Thursday, October 1, 2009

This was written with a mildly interesting Grey's Anatomy on in the background

I'm sitting here watching TV and remembering that I wanted to post something tonight. I haven't been good at keeping this updated, and I haven't really written anything of consequence yet. That seems to be a pattern with me: start something with the best of intentions, play at it for a while, then lose interest and let it fall by the wayside. There's really no purpose to this blog; I just wanted to have a place to write thoughts that are too unwieldy for Twitter and Facebook. That's what this space is, and I guess I have less to say than I once believed.

So, the last couple of weeks have been very productive at work. Our new phone switch is now hosting a number of its very own. It's kinda awesome when you consider that I have no earthly idea how it actually functions. The thing is spitting out dialtone, Caller ID, and other telephony-type accoutrement. I'm really impressed about how much a person can accomplish when he relies on the knowledge and problem-solving ability of other people. Also, I've gotten our DSLAMs to work with the switch to eliminate some parts of the network. Fewer pieces = less to go wrong. We like this. Simple really is beautiful.

And since no one really cares about tech talk (thank you, Wiggly, for reminding me of that), I'll put a few personal things out for consumption. I have been feeling so much better in the last few days than I have in a long while. I can't really point to anything in particular that should make me feel happier; I just do. My friend's bachelor party was this past weekend, and I realized, once again, that I know someone who reacts to situations almost the same way I do. I feel a little bad about putting him in an awkward situation, but he handled it like a champ. In short, a good time was had by all, despite some awkwardness (mostly mine.)

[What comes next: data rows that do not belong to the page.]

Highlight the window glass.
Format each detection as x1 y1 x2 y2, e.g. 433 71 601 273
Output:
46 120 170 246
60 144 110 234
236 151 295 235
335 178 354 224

I've deleted my old MySpace account, and it feels good. It was just something I didn't really check anymore, and I hated looking at most of the abominations people created there. Facebook is the flavor-of-the-month, but it's also a damn useful site. That's not to say that it couldn't be better, but it does what I need it to do, which is to provide a place for me to share stories and random thoughts with my friends who don't use digg.com or look at Techdirt, Dvorak Uncensored, Crooks and Liars, The Movie Blog, or any of the other sites I enjoy. Somehow, this has become my main source of interaction with people, which might be sad to some, but it's working for me. I live in a place where I don't have a lot of people around who are interested in the things that get me going, so Facebook is a point of connection with five or so of the 130-ish people who claim to know me and also bother to read one or two of the things that get my hamster on the wheel.

Believe it or not, it's taken an hour for me to write this. I'm tired now, and I want to stop. If you've read this far, you deserve a prize. Please write your Congresscritter for that, as I don't have anything for you. It's going to be a great day tomorrow. I can't say why, but I feel it.

Goodbye for now.

Friday, August 7, 2009

Another Friday night - First post

Hello. If you're reading this, you're probably on the wrong page. I don't quite know what to put here, but I've had a few ideas swirling about. I'm thinking about maybe posting thoughts on random news stories. I realize that I'm breaking new, unexplored territory with that one, but I am not afraid. Mostly, this will be a collection of thoughts I believe are important enough to share with the one other person who may read them. This is a brave new world, and I'm going to dip a toe into the water to see if I like it.

A bit about me: I am a resident of Defiance, Ohio for the time being. It's a nice place, but nothing much happens here. I am employed by an independent telephone company, which shall remain unnamed here so as to avoid embarrassing my co-workers. I have no children, but I'm not totally opposed to them. I am told by most who know me that I am fairly intelligent. This could cut both ways. Either they are correct, or they are morons, and I am average at best.

Most of the opinions expressed on this blog will be ill-informed, unpopular, and downright mean. If you can't handle that, please leave, and never return. I tend to find funny in the darkness, and I kinda like it out of the sun.

As I write this, it is Friday night. I'm lying in my bed and pondering where I went wrong. Twice in my life, so far, I have found someone I truly felt I loved and wanted to pursue a serious relationship with. I watched one of them get married a few years ago, which was a bit surreal. She seemed very happy, and I hope she still is. I was never able to come out of my shell enough to express my feelings for her when I might have had an opportunity. Huge mistake on my part, but I suppose that's what I get.

The other one is a bit of an enigma. I have felt a myriad of emotions over her, and I have no clear idea of her feelings toward me. Sometimes, I feel a bit like a toy she plays with when she is bored with life. I don't have any expectation that she'll ever feel for me what I feel for her. Even if she does, it seems impossible that we could ever be together. The situation depresses me sometimes, but I try not to let it keep me down. I still hold out hope that I'll ever have a chance with her, but it's fading as time goes by.

Either way, I'll keep on living. The alternative seems too final. For now, I'm going to sleep. Big day tomorrow, and I want to be fresh for it.